Le professionnel de Vaulruz n’a pas été le seul coureur de sa formation à souffrir. Laurent Lefevre, un des deux leaders avec Patrice Halgand, a connu la chute quelques kilomètres après Yverdon. «Dans un premier temps, on l’a attendu, raconte Bourquenoud. Après, on est repartis sans lui, car il a tardé à se relever. Cet incident a déstabilisé l’équipe.» Qui a dû «rouler» pour rejoindre le peloton au pied de la première des trois bosses au programme, à 120 kilomètres de l’arrivée.
La veille, lors du prologue de Genève, Pierre Bourquenoud (89e à
22 secondes) n’a pas cherché à jouer les équilibristes.
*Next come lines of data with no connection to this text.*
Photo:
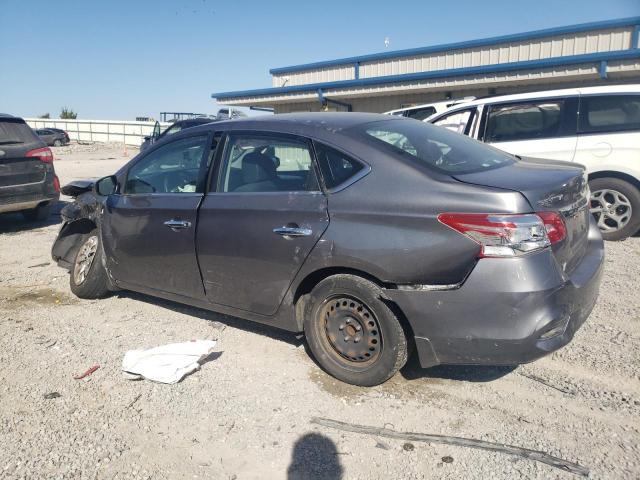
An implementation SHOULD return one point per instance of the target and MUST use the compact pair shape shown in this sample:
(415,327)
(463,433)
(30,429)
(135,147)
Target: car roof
(565,92)
(306,120)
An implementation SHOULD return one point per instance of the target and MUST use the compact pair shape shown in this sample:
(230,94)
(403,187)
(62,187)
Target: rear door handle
(177,224)
(293,231)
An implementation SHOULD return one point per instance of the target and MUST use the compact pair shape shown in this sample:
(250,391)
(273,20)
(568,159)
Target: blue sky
(119,59)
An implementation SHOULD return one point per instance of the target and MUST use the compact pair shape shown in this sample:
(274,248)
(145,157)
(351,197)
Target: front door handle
(176,225)
(293,231)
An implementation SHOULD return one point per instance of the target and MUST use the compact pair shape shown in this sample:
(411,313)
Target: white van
(598,127)
(426,110)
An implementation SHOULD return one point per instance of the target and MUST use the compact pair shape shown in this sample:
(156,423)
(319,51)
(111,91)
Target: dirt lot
(247,413)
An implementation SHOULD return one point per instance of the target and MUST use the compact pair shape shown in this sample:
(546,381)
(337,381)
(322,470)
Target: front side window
(267,164)
(524,121)
(336,167)
(436,148)
(177,167)
(456,121)
(609,113)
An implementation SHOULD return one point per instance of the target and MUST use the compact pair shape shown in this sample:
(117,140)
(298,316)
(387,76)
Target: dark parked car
(370,234)
(173,129)
(53,137)
(28,182)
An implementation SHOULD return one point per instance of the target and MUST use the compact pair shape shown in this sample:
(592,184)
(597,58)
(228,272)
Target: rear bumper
(508,311)
(25,202)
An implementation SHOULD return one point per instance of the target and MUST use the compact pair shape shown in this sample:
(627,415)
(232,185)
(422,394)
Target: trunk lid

Au contraire du trio de tête helvétique Fabian Cancellara-Alexandre Moos-Laurent Dufaux. «J’ai dû perdre une seconde par virage, plaisante le Gruérien. J’ai roulé à bloc, mais sans prendre de risques. Je ne voulais pas hypothéquer mes chances pour la suite à cause d’une chute. De toute manière, je n’avais aucune chance d’enlever ce prologue, car je ne suis pas un coureur explosif.»


Bourquenoud fait son Tour

2e étape - 1er mai
Val-de-Travers/Couvet - Lucens (178,2 km)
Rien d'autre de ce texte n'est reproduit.